From presenting unrealistic potential earnings to launch designers, a botched launch that saw many designers being attacked for joining MT, promising features to customers and designers alike but failing to deliver them, to insisting on a top-down management style in which you refuse to engage meaningfully with the very people you claim to be building a “community” for/with...
It all speaks of incompetence, inconsistency, and inexperience.
It reflects badly on you, but also on the many designers that put their name to MT.
So, to put it quite bluntly, as a designer I am no longer willing to put my own time and energy into supporting a company that is badly run, despite any financial reward I might gain from doing so.

2. Structural Racism
I have seen your statements dated 27 February and 18 March. It is a case of too little, too late. You were given ample opportunity to “do better” months ago.
I myself raised the lack of representation in your work in August 2018 and again in early February this year. In neither instance did I feel my concerns were adequately addressed.
In addition to this and more importantly, in the last 24 hours it’s become clear that many BIPoC designers were made to feel unwelcome and unsafe by MT, and that several members of staff who attempted to improve representation in the last two months have since been laid off.
You didn’t need to appoint an external BIPoC adviser with an impressive CV. You had all the advisers you needed right under your nose: the many BIPoC designers who have put their own time and effort into supporting the MT platform.

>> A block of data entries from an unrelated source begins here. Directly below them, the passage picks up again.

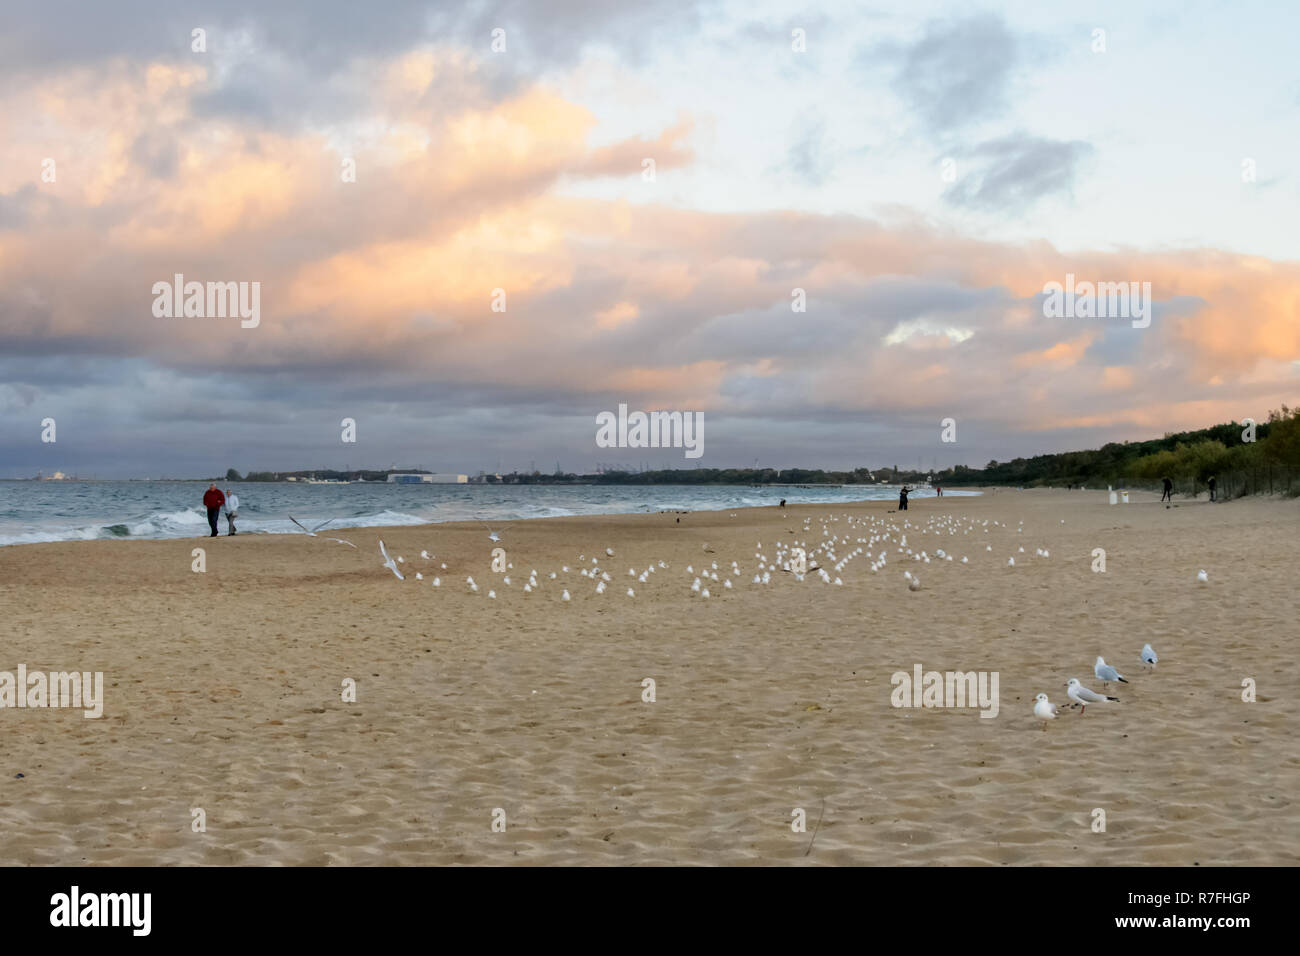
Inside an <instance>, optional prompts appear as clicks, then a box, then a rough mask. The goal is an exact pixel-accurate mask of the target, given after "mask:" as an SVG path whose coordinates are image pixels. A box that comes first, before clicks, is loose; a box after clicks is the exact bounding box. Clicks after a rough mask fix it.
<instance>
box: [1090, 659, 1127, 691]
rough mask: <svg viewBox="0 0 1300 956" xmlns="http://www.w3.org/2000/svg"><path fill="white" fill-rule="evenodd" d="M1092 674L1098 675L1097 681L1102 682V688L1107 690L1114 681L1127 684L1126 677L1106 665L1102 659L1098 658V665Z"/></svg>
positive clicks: (1123, 683)
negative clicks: (1103, 688) (1097, 680)
mask: <svg viewBox="0 0 1300 956" xmlns="http://www.w3.org/2000/svg"><path fill="white" fill-rule="evenodd" d="M1092 672H1093V674H1096V675H1097V680H1100V682H1101V687H1102V688H1105V687H1106V684H1109V683H1110V682H1112V680H1118V682H1119V683H1121V684H1127V683H1128V682H1127V680H1125V675H1123V674H1121V672H1119V671H1117V670H1115V669H1114V667H1112V666H1110V665H1109V663H1106V662H1105V661H1104V659H1101V657H1097V663H1096V665H1095V666H1093V669H1092Z"/></svg>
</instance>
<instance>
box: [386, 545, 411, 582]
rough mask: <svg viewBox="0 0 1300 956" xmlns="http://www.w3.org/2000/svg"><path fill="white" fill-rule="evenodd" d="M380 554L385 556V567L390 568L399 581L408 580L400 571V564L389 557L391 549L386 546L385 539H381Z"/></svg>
mask: <svg viewBox="0 0 1300 956" xmlns="http://www.w3.org/2000/svg"><path fill="white" fill-rule="evenodd" d="M380 554H382V555H383V567H386V568H389V570H390V571H391V572H393V574H395V575H396V576H398V580H399V581H404V580H406V578H403V576H402V572H400V571H398V563H396V562H395V561H393V558H390V557H389V549H387V548H385V546H383V538H382V537H381V538H380Z"/></svg>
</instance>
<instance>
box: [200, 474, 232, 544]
mask: <svg viewBox="0 0 1300 956" xmlns="http://www.w3.org/2000/svg"><path fill="white" fill-rule="evenodd" d="M203 506H204V507H205V509H208V527H209V528H212V533H211V535H208V537H216V536H217V533H218V532H217V522H218V520H220V519H221V509H222V507H224V509H225V510H226V524H227V525H229V527H230V531H229V532H227V536H230V535H238V533H239V532H237V531H235V518H238V516H239V496H238V494H235V493H234V492H231V490H230V489H229V488H227V489H226V493H225V494H222V493H221V489H220V488H217V486H216V484H211V485H208V490H207V492H204V493H203Z"/></svg>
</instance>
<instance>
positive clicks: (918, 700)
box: [889, 663, 998, 717]
mask: <svg viewBox="0 0 1300 956" xmlns="http://www.w3.org/2000/svg"><path fill="white" fill-rule="evenodd" d="M997 680H998V672H997V671H969V672H962V671H944V672H940V671H926V672H924V674H922V667H920V665H919V663H918V665H915V666H913V672H911V674H909V672H907V671H894V672H893V676H891V678H889V683H892V684H893V685H894V689H893V693H891V695H889V702H891V704H892V705H893V706H896V708H979V709H980V717H997V710H998V702H997Z"/></svg>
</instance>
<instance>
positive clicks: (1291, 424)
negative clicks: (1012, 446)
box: [935, 406, 1300, 497]
mask: <svg viewBox="0 0 1300 956" xmlns="http://www.w3.org/2000/svg"><path fill="white" fill-rule="evenodd" d="M1251 438H1253V441H1252V440H1251ZM1165 477H1169V479H1170V480H1173V481H1174V485H1175V488H1177V489H1178V490H1179V492H1184V493H1188V494H1196V493H1199V492H1201V490H1203V489H1204V488H1205V486H1206V481H1209V479H1210V477H1216V479H1217V480H1218V489H1219V493H1222V494H1225V496H1230V497H1236V496H1243V494H1260V493H1265V494H1273V493H1283V494H1300V481H1297V479H1300V408H1288V407H1287V406H1282V408H1281V410H1278V411H1270V412H1269V419H1268V421H1261V423H1258V424H1257V425H1253V427H1247V425H1243V424H1242V423H1227V424H1222V425H1214V427H1213V428H1203V429H1200V431H1196V432H1178V433H1174V434H1166V436H1165V437H1164V438H1156V440H1152V441H1139V442H1119V444H1110V445H1104V446H1102V447H1100V449H1096V450H1092V451H1066V453H1062V454H1057V455H1036V457H1034V458H1017V459H1014V460H1011V462H989V463H988V464H987V466H985V467H984V468H966V467H963V466H957V467H956V468H949V470H946V471H944V472H940V473H937V475H935V481H936V483H940V484H953V485H1014V486H1027V488H1032V486H1045V485H1054V486H1070V485H1092V486H1095V488H1096V486H1102V485H1123V484H1127V485H1132V484H1138V485H1151V486H1158V485H1160V484H1161V481H1162V479H1165Z"/></svg>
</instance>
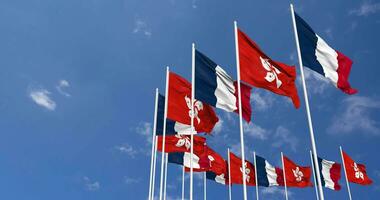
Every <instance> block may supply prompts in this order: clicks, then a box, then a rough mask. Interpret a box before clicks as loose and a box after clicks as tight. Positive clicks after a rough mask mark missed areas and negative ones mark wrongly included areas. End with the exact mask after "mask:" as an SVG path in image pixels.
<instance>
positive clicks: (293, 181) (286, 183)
mask: <svg viewBox="0 0 380 200" xmlns="http://www.w3.org/2000/svg"><path fill="white" fill-rule="evenodd" d="M284 166H285V177H286V186H288V187H309V186H312V183H311V181H310V177H311V168H310V167H301V166H299V165H297V164H295V163H294V162H293V161H291V160H290V159H289V158H287V157H286V156H284Z"/></svg>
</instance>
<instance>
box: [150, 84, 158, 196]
mask: <svg viewBox="0 0 380 200" xmlns="http://www.w3.org/2000/svg"><path fill="white" fill-rule="evenodd" d="M157 106H158V88H156V97H155V101H154V119H153V120H154V121H153V132H152V156H151V158H150V176H149V197H148V199H151V197H152V187H153V186H152V180H153V162H154V154H155V153H156V152H155V151H154V147H155V139H156V121H157Z"/></svg>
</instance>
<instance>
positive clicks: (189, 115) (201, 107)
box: [185, 95, 203, 124]
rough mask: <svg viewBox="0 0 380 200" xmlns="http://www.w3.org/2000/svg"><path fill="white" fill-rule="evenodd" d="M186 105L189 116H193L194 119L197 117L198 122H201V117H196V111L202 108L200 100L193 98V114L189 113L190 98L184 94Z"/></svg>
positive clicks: (190, 116) (190, 108) (201, 102)
mask: <svg viewBox="0 0 380 200" xmlns="http://www.w3.org/2000/svg"><path fill="white" fill-rule="evenodd" d="M185 101H186V105H187V107H188V108H189V116H190V117H192V116H194V118H195V119H197V122H198V124H199V123H200V122H201V119H200V118H199V117H198V112H199V111H200V110H203V104H202V102H200V101H198V100H196V99H194V115H192V114H191V98H189V97H188V96H187V95H186V96H185Z"/></svg>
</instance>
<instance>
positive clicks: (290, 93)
mask: <svg viewBox="0 0 380 200" xmlns="http://www.w3.org/2000/svg"><path fill="white" fill-rule="evenodd" d="M238 43H239V59H240V76H241V80H242V81H244V82H246V83H248V84H250V85H253V86H255V87H259V88H264V89H267V90H270V91H272V92H274V93H276V94H279V95H283V96H288V97H290V98H291V99H292V101H293V104H294V106H295V107H296V108H299V106H300V100H299V97H298V93H297V87H296V84H295V80H296V77H297V75H296V68H295V67H294V66H288V65H286V64H283V63H280V62H276V61H274V60H272V59H270V58H269V57H268V56H267V55H266V54H265V53H264V52H263V51H262V50H261V49H260V48H259V46H258V45H257V44H256V43H255V42H253V41H252V40H251V39H250V38H249V37H248V36H247V35H246V34H245V33H243V31H241V30H238Z"/></svg>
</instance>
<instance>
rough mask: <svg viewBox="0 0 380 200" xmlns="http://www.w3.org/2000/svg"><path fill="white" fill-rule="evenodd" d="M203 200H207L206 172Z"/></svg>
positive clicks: (204, 180)
mask: <svg viewBox="0 0 380 200" xmlns="http://www.w3.org/2000/svg"><path fill="white" fill-rule="evenodd" d="M203 199H204V200H207V186H206V172H203Z"/></svg>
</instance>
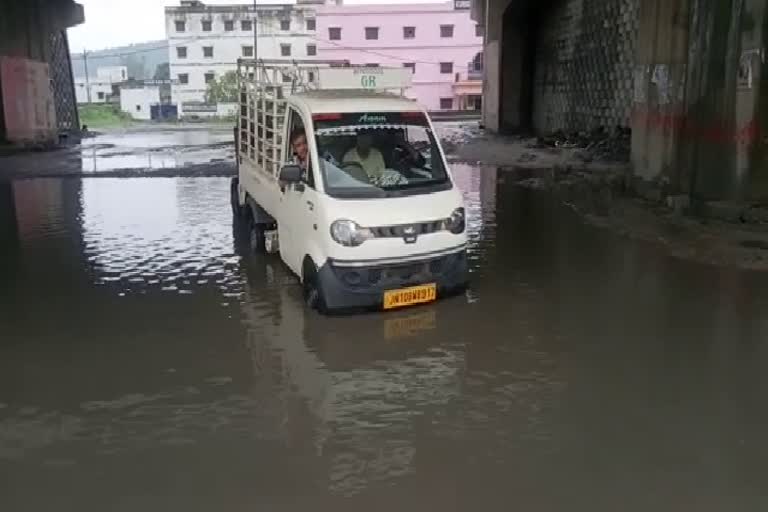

You’ve let those designers down, and you’ve shown yourself to be incapable of taking responsibility for the inherent, structural racism that comes with owning a company as a white person. You’ve failed to understand that creating a “safe space” for BIPoC goes beyond who you may or may not be as an individual, beyond using a few promotional images or PR statements with assurances that all are welcome. It goes to the very core of the company ethos.
As a designer and as an individual, your company does not possess an ethos I am willing to be associated with.

In the end, what it comes down to is trust. Had you proven yourself to be trustworthy by adopting the grass-roots style of management that this kind of community-built platform actually requires, I and other designers/customers may have felt more inclined to put down any concerns to inevitable teething problems. We might have agreed that, yes, making meaningful changes to the very structure of the company takes time, and goes beyond putting a few BIPoC faces on a website in the name of diversity. We might have actually given you that time. My opinion is that you squandered the opportunities you were given.